On trajectory design from motion primitives for near time-optimal transitions for systems with oscillating internal dynamics
Thomas Auer, Frank Woittennek
TL;DR
The paper tackles the challenge of designing near time-optimal trajectories for linear kinematic systems with oscillatory internal dynamics under velocity, acceleration, and jerk constraints. It introduces the OCP-J approach, which constructs full trajectories from precomputed jerk segments that can overlap, enabling faster rest-to-rest transitions than traditional ZV shaping while keeping computation light. The method accounts for system damping and demonstrates improved transition times with acceptable sensitivity to parameter uncertainty, validated by laboratory experiments on a PLC. By enabling rapid recomputation of jerk segments, OCP-J supports online parameter updates and robust performance in production environments.
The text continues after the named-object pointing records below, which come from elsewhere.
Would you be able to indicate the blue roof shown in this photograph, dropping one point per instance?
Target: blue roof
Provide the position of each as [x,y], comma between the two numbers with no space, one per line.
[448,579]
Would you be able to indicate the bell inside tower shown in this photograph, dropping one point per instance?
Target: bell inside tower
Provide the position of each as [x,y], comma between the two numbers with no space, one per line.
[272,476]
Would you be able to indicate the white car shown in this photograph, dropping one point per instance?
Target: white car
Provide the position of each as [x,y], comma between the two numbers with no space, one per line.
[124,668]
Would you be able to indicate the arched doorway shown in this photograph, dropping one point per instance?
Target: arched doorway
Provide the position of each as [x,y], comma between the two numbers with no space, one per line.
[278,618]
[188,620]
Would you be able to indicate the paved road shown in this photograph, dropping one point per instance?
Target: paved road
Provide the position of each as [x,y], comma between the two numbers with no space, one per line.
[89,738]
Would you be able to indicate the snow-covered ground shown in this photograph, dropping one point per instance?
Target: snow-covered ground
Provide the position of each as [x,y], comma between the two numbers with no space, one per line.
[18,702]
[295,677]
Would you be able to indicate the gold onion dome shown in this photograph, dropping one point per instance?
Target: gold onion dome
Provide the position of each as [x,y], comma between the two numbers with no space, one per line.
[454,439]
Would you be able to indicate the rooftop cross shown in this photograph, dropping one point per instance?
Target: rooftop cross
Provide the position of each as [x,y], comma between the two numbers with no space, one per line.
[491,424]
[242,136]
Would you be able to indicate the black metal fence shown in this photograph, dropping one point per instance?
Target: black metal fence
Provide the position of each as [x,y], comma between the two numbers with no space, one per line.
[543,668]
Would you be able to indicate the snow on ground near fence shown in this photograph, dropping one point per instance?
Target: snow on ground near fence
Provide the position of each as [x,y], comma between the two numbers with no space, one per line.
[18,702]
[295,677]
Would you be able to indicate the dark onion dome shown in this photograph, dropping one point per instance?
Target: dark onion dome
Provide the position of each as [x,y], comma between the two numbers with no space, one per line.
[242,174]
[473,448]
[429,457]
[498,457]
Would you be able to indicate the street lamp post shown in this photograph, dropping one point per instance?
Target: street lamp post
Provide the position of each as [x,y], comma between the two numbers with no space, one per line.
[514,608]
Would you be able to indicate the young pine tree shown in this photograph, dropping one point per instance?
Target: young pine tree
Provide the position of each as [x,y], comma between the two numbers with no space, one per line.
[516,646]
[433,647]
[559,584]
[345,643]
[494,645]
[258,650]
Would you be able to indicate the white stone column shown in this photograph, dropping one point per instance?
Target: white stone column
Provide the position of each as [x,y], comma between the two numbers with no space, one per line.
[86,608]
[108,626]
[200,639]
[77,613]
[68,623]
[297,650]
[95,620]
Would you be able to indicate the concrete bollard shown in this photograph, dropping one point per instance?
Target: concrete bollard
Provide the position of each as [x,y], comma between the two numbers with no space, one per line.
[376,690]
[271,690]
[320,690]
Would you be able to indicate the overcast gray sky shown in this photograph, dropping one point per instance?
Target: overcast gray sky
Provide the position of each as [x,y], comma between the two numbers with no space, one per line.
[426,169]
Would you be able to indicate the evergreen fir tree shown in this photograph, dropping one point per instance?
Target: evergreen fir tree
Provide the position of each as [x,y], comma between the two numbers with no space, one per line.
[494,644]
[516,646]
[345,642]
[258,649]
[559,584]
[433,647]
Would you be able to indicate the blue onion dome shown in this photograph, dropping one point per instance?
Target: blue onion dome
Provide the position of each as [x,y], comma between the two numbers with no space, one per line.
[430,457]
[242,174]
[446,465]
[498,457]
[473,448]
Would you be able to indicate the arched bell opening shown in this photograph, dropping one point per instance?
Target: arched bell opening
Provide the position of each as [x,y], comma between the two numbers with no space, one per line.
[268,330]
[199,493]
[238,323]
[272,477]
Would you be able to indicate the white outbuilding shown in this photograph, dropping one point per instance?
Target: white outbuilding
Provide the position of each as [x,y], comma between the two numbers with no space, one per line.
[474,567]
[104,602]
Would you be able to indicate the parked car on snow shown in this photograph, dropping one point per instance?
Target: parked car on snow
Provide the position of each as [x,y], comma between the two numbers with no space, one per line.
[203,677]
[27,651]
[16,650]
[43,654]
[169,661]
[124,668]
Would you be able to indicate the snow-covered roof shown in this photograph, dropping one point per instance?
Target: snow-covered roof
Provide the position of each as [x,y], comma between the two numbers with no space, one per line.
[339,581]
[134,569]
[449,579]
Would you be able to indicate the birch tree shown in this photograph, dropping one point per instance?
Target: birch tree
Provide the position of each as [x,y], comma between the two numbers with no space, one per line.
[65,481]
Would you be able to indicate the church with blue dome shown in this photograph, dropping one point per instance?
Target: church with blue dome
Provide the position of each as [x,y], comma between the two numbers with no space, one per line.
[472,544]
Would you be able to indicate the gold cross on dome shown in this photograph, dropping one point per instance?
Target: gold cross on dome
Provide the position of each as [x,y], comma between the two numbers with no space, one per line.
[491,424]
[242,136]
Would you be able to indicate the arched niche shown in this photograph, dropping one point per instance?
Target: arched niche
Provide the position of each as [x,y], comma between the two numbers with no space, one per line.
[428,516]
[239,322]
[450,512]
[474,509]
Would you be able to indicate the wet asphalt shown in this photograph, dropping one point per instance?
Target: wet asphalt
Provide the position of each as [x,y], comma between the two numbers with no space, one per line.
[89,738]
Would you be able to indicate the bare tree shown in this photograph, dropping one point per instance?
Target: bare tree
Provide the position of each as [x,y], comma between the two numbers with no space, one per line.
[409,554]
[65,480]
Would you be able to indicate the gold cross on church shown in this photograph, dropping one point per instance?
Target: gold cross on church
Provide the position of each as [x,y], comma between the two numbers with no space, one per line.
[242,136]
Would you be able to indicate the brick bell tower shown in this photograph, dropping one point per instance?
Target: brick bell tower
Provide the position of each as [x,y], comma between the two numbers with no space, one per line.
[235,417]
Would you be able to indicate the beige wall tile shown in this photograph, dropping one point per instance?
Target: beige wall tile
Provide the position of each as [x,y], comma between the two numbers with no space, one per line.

Overall, the work provides a practical, PLC-friendly framework that achieves meaningful speedups over conventional shaping methods and offers a clear path for further enhancements in multi-mode systems and online adaptation.
Abstract
An efficient approach to compute near time-optimal trajectories for linear kinematic systems with oscillatory internal dynamics is presented. Thereby, kinematic constraints with respect to velocity, acceleration and jerk are taken into account. The trajectories are composed of several motion primitives, the most crucial of which is termed jerk segment. Within this contribution, the focus is put on the composition of the overall trajectories, assuming the required motion primitives to be readily available. Since the scheme considered is not time-optimal, even decreasing particular constraints can reduce the overall transition time, which is analysed in detail. This observation implies that replanning of the underlying jerk segments is required as an integral part of the motion planning scheme, further insight into which has been analysed in a complementary contribution. Although the proposed scheme is not time-optimal, it allows for significantly shorter transition times than established methods, such as zero-vibration shaping, while requiring significantly lower computational power than a fully time-optimal scheme.